One of the more compelling answers, ironically, can be found in a story on Tuesday's front page: the workers. Cindy Zeldin's story tracked the latest leaked memo, detailing "plans to limit its 2007 health insurance options for new hires to two choices, both high deductible plans, in an effort to squeeze benefit costs." Zeldin is not hopeful for the health of future Wal-Mart employees and their families, calling the plan "a dagger through the heart of the very concept of insurance."

And speaking of workers, at the very moment that Monday's invite sailed into my mailbox, Wal-Mart department managers Guillermo Vasquez and Rosie Larosa were leading about 200 employees out of a Wal-Mart Supercenter in Hialeah Gardens, Florida. According to Business Week, the employees were "shouting 'We want justice' and criticizing the company's recent policies as 'inhuman.'"

These are by no means isolated incidents. Apart from our Republican-dominated federal government, no single entity boasts more lawsuits against it than Wal-Mart. Class action suits in motion at the moment read like a pamphlet from the nascent worker's rights movements of the early 20th century. They include: gender discrimination, racial discrimination, unpaid wages, exploitation of undocumented workers, pressure to work overtime or off the clock, and denied lunch breaks. And those are just the class action suits.

Lest anyone think these claims frivolous, juries are siding with workers more often than not.
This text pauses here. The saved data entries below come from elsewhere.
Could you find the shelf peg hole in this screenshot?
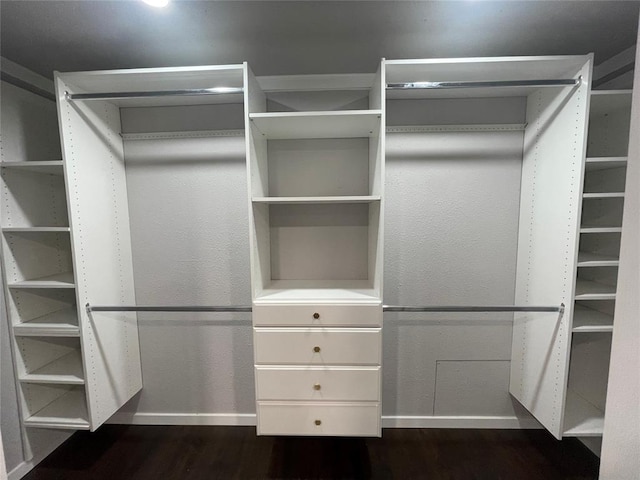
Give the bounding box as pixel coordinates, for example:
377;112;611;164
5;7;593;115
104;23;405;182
313;346;321;353
313;312;320;319
315;420;322;426
313;383;321;391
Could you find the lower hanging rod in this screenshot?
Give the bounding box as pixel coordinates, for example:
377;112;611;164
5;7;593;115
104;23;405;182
383;305;564;313
86;304;563;314
65;87;244;102
386;78;580;90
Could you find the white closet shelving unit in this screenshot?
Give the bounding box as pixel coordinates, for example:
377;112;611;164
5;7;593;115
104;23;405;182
9;56;627;443
1;156;90;430
563;89;632;437
12;64;246;432
246;67;385;436
384;56;593;439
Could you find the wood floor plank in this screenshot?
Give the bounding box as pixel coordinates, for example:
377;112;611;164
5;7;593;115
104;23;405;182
23;426;599;479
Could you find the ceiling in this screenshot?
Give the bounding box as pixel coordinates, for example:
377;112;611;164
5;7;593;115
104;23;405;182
1;1;639;79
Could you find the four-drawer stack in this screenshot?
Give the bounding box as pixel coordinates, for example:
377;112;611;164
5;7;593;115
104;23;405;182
253;303;382;436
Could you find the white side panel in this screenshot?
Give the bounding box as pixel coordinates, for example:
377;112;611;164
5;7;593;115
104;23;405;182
600;26;640;479
511;60;591;439
55;76;142;430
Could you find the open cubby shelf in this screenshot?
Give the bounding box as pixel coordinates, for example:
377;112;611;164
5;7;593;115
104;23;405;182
577;251;619;267
563;390;604;437
572;305;614;333
19;350;85;385
13;307;80;337
23;389;90;430
8;272;75;289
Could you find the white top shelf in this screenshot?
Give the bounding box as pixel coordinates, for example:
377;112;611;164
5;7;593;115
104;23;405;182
13;307;80;337
574;279;617;300
590;90;632;116
577;251;619;267
585;157;627;171
256;280;380;304
24;389;90;430
572;305;614;333
19;351;85;385
563;390;604;437
0;161;64;175
9;272;76;289
249;110;382;139
252;196;381;205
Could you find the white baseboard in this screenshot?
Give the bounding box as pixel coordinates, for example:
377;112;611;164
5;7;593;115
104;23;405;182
107;412;257;426
381;415;542;429
7;437;67;480
108;412;541;430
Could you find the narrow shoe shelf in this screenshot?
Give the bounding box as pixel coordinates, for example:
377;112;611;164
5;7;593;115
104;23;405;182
8;272;75;289
13;307;80;337
19;350;85;385
577;252;619;267
574;279;617;300
252;196;381;205
23;389;90;430
0;161;64;175
572;305;614;333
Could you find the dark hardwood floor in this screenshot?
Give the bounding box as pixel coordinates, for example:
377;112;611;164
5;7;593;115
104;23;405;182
24;426;599;480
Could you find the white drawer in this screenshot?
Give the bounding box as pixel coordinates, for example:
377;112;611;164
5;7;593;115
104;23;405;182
254;328;381;365
255;366;380;401
257;402;380;436
253;304;382;327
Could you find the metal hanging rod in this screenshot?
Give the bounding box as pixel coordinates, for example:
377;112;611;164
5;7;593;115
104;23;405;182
65;87;244;102
386;78;580;91
87;304;251;313
86;304;563;314
383;305;564;313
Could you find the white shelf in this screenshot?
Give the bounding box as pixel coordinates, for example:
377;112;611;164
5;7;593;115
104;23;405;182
577;251;619;267
256;280;380;303
249;110;382;139
8;272;75;289
589;90;633;116
582;192;624;199
574;279;617;300
580;227;622;234
0;161;64;175
13;308;80;337
252;196;381;205
23;389;90;430
19;351;85;385
2;227;71;233
572;305;614;333
585;157;627;171
563;390;604;437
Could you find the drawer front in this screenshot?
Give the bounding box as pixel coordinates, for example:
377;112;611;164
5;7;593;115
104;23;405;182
254;328;381;365
253;304;382;327
256;366;380;401
257;402;380;436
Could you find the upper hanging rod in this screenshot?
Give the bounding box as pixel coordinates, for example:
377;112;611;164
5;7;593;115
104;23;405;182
65;87;244;102
86;303;563;314
386;77;580;91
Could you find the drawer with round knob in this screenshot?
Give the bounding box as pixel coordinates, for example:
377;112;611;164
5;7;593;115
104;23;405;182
257;402;380;436
254;328;381;365
252;304;382;327
255;366;380;401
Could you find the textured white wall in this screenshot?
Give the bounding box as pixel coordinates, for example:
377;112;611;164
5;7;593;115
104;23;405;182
118;106;255;417
600;26;640;480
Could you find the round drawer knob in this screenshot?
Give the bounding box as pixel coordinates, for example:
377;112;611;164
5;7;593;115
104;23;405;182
313;312;320;319
313;346;321;353
313;383;321;391
315;419;322;426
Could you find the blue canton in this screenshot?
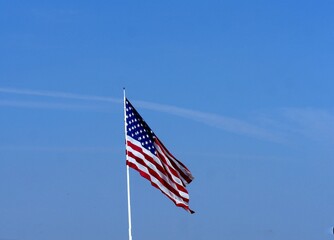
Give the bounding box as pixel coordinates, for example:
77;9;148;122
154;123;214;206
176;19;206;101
126;99;156;155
The most recent decision, handed down earlier this month, awarded nearly $80 million in damages to Pennsylvania workers.

Given the ongoing burdens shouldered by the Wal-Mart worker, it's downright shocking that the corporation's CEO is being praised and in such a high-profile manner by a group with liberal chops to burn.

Asked about the event, Robert Greenwald, the director of "Wal-Mart: The High Cost of Low Price," lamented: "If only Wal-Mart would spend as much money trying to improve the working conditions for employees, the lack of health care and sweatshops around the world as they do on self-congratulatory P.R. advisers and self-serving events."

Much like diplomacy in every realm, some combination of carrots and sticks is required. Waiting until Wal-Mart is the perfect global citizen before praising its baby steps -- no matter how self-serving they may be -- is ludicrous. By the same token, lavishing the head of a deeply problematic corporation with praise for having made important strides in one area is unconscionable. Not to mention the fact that giving away the carrot farm for some improvements, despite Wal-Mart's unrepentant policies toward workers, is a poke in the eye to the workers themselves.